Cette "union de toutes les droites" pourrait prendre des formes différentes. Sur le plan électoral, il pourrait s’agir soit d’une discipline de désistement mutuel, soit de candidatures communes. Sur la plan organisationnel, on peut imaginer aussi bien un cartel que la fusion progressive des composantes vers un "parti unique de la droite". Quoi qu’il en soit, cette stratégie suppose "une convergence programmatique" supplémentaire, c’est-à-dire l’acceptation de ce qui différencie le FN du CNI-MPF, à savoir un racisme et un antisémitisme explicites et la capacité à intégrer des courants paganistes, et que la majorité présidentielle persiste à rejeter.

L’opposition à "l’union de toutes les droites", qui s’exprime par un discours antiraciste, se fonde parfois sur des réflexes historiques ou sur des convictions religieuses. Implicitement, elle s’appuie aussi sur la contestation des apparences arithmétiques : en effet, les candidats les plus droitiers de la majorité présidentielle ont été sanctionnés par les électeurs, et le découpage électoral et le mode scrutin, qui peuvent être modifiés, ont occasionnellement joué en faveur du FN au premier tour.
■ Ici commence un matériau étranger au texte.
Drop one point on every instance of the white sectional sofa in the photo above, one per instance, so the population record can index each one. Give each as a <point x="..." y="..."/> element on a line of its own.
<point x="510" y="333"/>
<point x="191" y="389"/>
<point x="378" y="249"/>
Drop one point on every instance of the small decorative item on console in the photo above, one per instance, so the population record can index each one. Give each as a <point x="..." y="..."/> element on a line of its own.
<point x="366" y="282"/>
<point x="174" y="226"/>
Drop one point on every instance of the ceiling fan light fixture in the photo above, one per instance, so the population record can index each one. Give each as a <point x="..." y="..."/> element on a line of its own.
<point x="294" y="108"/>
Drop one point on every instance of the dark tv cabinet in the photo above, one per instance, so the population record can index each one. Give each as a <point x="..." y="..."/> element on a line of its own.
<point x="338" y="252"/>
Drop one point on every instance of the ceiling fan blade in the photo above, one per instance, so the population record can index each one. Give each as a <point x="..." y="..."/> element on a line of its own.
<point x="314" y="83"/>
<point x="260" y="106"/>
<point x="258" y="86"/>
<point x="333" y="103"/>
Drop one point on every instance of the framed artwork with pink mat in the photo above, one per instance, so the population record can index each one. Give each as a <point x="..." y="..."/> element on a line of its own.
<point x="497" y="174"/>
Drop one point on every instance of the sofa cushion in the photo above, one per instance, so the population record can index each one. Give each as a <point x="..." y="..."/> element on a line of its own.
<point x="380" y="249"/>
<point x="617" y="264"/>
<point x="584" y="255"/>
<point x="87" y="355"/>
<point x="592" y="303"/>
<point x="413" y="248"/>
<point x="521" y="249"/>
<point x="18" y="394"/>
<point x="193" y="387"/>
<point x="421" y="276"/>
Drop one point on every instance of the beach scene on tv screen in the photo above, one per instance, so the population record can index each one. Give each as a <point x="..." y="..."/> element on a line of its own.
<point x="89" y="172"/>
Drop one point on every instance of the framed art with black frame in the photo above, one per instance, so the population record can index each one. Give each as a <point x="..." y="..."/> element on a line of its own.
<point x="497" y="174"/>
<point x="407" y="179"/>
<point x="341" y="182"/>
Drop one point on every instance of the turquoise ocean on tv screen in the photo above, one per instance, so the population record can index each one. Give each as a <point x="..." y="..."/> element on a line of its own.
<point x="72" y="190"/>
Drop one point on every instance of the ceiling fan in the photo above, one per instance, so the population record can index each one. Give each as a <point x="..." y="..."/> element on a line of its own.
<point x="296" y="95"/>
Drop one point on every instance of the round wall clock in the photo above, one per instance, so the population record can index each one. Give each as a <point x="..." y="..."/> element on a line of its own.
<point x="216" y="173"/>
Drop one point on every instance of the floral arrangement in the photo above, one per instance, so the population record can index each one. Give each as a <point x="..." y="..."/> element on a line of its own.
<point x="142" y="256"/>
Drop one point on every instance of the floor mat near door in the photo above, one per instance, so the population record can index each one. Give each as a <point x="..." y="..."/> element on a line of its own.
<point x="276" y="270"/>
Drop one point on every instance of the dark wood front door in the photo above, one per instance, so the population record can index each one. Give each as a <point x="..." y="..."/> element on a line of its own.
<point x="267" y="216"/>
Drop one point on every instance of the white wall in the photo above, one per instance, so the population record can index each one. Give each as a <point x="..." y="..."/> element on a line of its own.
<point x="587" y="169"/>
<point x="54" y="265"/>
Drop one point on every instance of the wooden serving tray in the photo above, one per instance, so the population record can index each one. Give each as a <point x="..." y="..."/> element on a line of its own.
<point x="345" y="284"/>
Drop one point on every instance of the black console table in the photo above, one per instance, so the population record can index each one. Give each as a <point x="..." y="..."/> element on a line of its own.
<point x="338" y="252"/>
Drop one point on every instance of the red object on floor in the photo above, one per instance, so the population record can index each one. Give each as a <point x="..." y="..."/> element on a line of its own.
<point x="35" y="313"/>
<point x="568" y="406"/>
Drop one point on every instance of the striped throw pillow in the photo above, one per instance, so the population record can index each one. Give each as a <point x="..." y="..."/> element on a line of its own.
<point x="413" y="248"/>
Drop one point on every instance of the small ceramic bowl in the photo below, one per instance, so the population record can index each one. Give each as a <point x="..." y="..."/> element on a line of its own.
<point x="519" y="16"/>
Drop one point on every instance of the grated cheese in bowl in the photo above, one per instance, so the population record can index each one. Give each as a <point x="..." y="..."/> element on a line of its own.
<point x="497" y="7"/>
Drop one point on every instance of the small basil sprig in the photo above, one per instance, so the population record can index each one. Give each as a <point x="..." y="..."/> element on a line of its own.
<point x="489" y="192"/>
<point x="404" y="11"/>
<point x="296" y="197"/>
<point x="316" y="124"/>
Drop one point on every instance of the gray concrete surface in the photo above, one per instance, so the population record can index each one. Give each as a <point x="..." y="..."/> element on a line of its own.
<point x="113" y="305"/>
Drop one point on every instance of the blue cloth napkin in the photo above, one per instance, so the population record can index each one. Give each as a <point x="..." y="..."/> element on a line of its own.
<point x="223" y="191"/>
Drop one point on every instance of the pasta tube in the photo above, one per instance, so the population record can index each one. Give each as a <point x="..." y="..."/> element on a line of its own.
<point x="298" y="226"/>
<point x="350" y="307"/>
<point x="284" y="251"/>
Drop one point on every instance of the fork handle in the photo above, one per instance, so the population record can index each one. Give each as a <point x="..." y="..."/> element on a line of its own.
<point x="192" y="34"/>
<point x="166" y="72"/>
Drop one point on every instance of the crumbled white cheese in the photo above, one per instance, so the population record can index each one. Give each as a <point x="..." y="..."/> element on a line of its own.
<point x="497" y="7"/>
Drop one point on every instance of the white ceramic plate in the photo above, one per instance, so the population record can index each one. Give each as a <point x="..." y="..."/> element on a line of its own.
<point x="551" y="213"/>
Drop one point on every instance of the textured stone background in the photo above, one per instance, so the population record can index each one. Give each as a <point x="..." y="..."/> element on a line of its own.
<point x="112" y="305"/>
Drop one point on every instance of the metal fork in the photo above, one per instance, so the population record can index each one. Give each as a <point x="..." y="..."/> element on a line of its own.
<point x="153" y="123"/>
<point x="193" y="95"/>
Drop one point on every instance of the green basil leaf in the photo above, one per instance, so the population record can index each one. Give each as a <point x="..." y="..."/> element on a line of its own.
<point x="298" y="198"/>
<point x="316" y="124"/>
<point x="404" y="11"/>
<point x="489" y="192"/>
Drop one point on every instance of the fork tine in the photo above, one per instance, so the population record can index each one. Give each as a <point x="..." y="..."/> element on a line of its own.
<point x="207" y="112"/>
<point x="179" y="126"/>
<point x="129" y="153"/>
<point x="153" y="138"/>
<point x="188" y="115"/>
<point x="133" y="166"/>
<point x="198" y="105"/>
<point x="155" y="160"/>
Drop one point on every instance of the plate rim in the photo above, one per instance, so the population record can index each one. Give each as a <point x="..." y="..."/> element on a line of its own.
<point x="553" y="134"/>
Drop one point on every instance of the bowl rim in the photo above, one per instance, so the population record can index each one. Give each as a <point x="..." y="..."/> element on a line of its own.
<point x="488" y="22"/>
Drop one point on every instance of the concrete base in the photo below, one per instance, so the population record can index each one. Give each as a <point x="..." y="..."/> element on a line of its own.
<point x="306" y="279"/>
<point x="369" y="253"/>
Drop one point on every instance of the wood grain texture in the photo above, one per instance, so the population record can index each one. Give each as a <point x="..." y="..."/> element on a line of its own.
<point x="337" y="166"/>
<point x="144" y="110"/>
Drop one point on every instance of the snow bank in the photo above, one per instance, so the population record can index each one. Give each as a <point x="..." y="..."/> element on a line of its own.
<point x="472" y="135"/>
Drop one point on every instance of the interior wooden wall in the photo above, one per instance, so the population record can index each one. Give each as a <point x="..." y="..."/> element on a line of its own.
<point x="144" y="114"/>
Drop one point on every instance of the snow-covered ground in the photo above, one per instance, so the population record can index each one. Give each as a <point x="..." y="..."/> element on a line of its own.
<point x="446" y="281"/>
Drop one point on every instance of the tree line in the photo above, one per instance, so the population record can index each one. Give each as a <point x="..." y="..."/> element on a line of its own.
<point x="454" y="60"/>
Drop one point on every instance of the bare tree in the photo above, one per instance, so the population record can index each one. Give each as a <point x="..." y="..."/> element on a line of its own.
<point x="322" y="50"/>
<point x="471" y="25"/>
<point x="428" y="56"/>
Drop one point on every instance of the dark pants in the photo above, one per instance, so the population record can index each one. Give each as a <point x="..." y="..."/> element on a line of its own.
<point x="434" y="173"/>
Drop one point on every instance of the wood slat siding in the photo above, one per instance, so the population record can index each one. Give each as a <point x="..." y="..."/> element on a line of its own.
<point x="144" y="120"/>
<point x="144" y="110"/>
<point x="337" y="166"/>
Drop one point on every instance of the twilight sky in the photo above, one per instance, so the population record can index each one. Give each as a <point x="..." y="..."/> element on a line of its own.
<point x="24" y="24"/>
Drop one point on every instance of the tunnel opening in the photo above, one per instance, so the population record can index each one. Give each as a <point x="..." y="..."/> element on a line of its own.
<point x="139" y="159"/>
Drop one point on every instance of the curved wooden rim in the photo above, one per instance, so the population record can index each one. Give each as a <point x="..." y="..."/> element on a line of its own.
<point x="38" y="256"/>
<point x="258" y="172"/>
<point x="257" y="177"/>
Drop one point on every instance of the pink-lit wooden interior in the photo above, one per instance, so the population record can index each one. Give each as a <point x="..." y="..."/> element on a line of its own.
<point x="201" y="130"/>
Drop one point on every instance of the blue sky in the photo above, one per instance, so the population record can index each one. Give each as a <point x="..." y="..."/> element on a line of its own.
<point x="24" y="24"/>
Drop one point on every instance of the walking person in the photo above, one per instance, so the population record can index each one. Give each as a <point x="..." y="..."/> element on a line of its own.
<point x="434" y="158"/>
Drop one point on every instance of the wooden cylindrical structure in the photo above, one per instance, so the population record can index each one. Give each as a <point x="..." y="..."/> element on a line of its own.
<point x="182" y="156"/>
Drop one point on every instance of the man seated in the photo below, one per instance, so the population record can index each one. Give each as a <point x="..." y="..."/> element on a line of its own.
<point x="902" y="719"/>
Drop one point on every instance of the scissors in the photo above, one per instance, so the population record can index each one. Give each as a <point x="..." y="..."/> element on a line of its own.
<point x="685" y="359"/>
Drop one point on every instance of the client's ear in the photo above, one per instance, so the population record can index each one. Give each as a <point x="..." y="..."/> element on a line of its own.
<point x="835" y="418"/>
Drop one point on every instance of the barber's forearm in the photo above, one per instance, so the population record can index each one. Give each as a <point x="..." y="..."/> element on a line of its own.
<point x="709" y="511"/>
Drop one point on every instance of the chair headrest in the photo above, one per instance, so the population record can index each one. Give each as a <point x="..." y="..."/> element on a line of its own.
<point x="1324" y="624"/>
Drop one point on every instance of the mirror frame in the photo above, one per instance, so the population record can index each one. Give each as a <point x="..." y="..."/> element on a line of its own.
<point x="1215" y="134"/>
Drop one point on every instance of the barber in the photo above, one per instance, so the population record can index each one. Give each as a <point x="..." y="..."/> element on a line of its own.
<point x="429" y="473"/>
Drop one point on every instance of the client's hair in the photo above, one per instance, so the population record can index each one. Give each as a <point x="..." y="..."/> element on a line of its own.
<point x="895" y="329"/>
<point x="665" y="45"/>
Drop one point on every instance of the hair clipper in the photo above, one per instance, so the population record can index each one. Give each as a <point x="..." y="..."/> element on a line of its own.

Le soir du second tour, Philippe de Villiers, élu avec le soutien du FN, avait ouvert le débat en déclarant : "La droite ne reviendra jamais au pouvoir si elle continue à considérer le Front national comme son premier adversaire". Dès le lendemain, la Socpress lançait une puissante campagne pour une "union de toutes les droites" à la faveur d’un éventuel changement de président à la tête du FN.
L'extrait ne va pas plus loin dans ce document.